Few people are familiar with the name of Tanya Bitler, a 63-year-old conservator at the Israel Antiquities Authority (IAA), who moved to Israel from Russia at the end of 1990. However, her hands have been featured in media all over the planet for a unique reason: she is currently the only person in the world who can touch and handle the legendary Dead Sea Scrolls and her fingers wrapped in gloves delicately holding or pointing out to a fragment regularly appear in the images that are disseminated to the public when new findings emerge.

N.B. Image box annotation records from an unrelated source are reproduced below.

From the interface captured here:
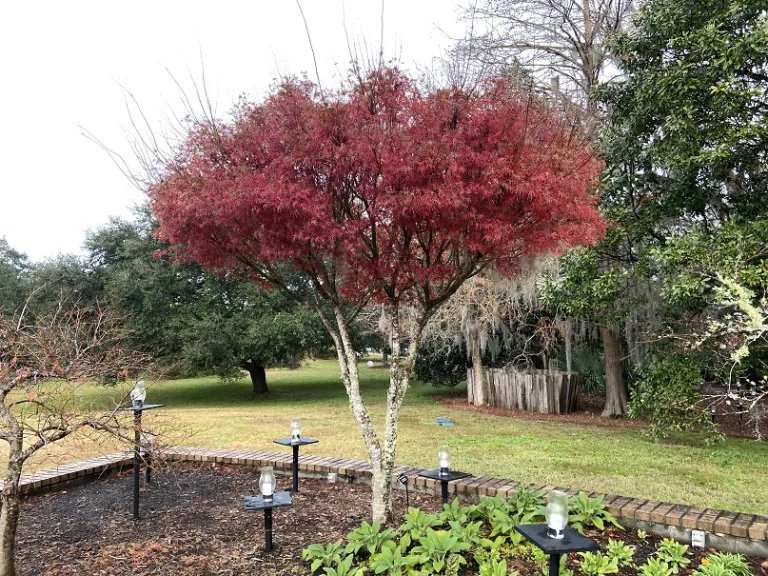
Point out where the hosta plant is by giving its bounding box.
[568,492,623,534]
[323,555,365,576]
[344,520,394,556]
[411,528,470,574]
[656,538,691,574]
[693,552,752,576]
[437,498,474,524]
[479,560,519,576]
[637,558,672,576]
[371,542,419,576]
[400,506,442,548]
[579,552,619,576]
[301,540,343,572]
[606,538,635,566]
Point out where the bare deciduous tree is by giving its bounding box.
[0,305,147,576]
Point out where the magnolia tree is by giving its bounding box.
[148,69,605,519]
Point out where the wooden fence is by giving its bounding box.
[467,368,583,414]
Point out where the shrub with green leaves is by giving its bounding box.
[656,538,691,574]
[323,555,365,576]
[579,552,619,576]
[606,538,635,566]
[568,492,624,534]
[479,560,520,576]
[371,541,419,576]
[637,558,672,576]
[628,350,714,440]
[437,498,475,524]
[411,528,470,574]
[693,552,752,576]
[344,520,394,556]
[301,540,343,572]
[399,506,443,548]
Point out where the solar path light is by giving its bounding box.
[274,418,319,492]
[419,446,472,504]
[245,466,292,552]
[515,490,600,576]
[118,380,165,520]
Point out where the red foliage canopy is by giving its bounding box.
[149,69,605,308]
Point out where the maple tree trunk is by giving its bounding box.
[600,326,627,416]
[0,443,22,576]
[323,309,421,523]
[470,333,488,406]
[244,362,269,394]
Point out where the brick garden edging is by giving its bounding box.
[13,447,768,557]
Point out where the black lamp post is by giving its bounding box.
[273,418,320,492]
[515,491,600,576]
[419,446,472,504]
[245,466,292,552]
[119,380,165,520]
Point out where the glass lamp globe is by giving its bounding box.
[259,466,276,500]
[437,446,451,475]
[291,418,301,444]
[131,380,147,408]
[544,490,568,540]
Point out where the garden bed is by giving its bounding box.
[17,464,761,576]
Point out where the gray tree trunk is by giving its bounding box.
[0,443,22,576]
[470,331,488,406]
[600,326,627,416]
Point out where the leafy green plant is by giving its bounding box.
[344,520,394,556]
[437,498,475,524]
[479,560,519,576]
[301,540,343,572]
[411,528,470,573]
[475,536,507,565]
[568,492,623,534]
[323,555,364,576]
[399,506,442,548]
[656,538,691,574]
[450,520,483,546]
[507,486,545,520]
[637,558,672,576]
[470,496,509,522]
[693,552,752,576]
[606,538,635,566]
[579,552,619,576]
[371,542,419,576]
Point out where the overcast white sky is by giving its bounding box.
[0,0,463,260]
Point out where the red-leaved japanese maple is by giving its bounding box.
[148,69,605,519]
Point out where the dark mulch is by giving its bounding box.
[435,392,768,439]
[16,465,768,576]
[16,465,440,576]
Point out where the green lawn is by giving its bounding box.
[16,361,768,515]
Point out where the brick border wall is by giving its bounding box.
[13,447,768,556]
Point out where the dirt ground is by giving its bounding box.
[16,464,768,576]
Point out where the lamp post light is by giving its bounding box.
[118,380,165,520]
[515,490,600,576]
[419,446,472,504]
[245,466,292,552]
[544,490,568,540]
[273,418,319,492]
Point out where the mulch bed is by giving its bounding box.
[16,464,768,576]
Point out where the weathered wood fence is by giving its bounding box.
[467,368,583,414]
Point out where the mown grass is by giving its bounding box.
[12,360,768,514]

Since their discovery in the 1940s and 1950s, the scrolls – which include some 25,000 fragments – have been an object of fascination for thousands of scholars and millions of people in Israel and all over the world.
Hidden in the caves of the Judean Desert for over 2,000 years, the artifacts include some of the most ancient manuscripts of the Bible, as well as other religious texts that were not accepted in the canon. The IAA is the entity which was placed in charge of them on behalf of the state of Israel.
For decades however, the scrolls experienced terrible deterioration: the different climate conditions of their new Jerusalem home and a succession of well-intentioned but badly executed attempts of scholars and conservators to preserve them caused very severe damage.
In 1991, the IAA began to tackle the issue of the preservation of the Dead Sea Scrolls, which resulted in establishing a unit and a laboratory devoted to their wellbeing.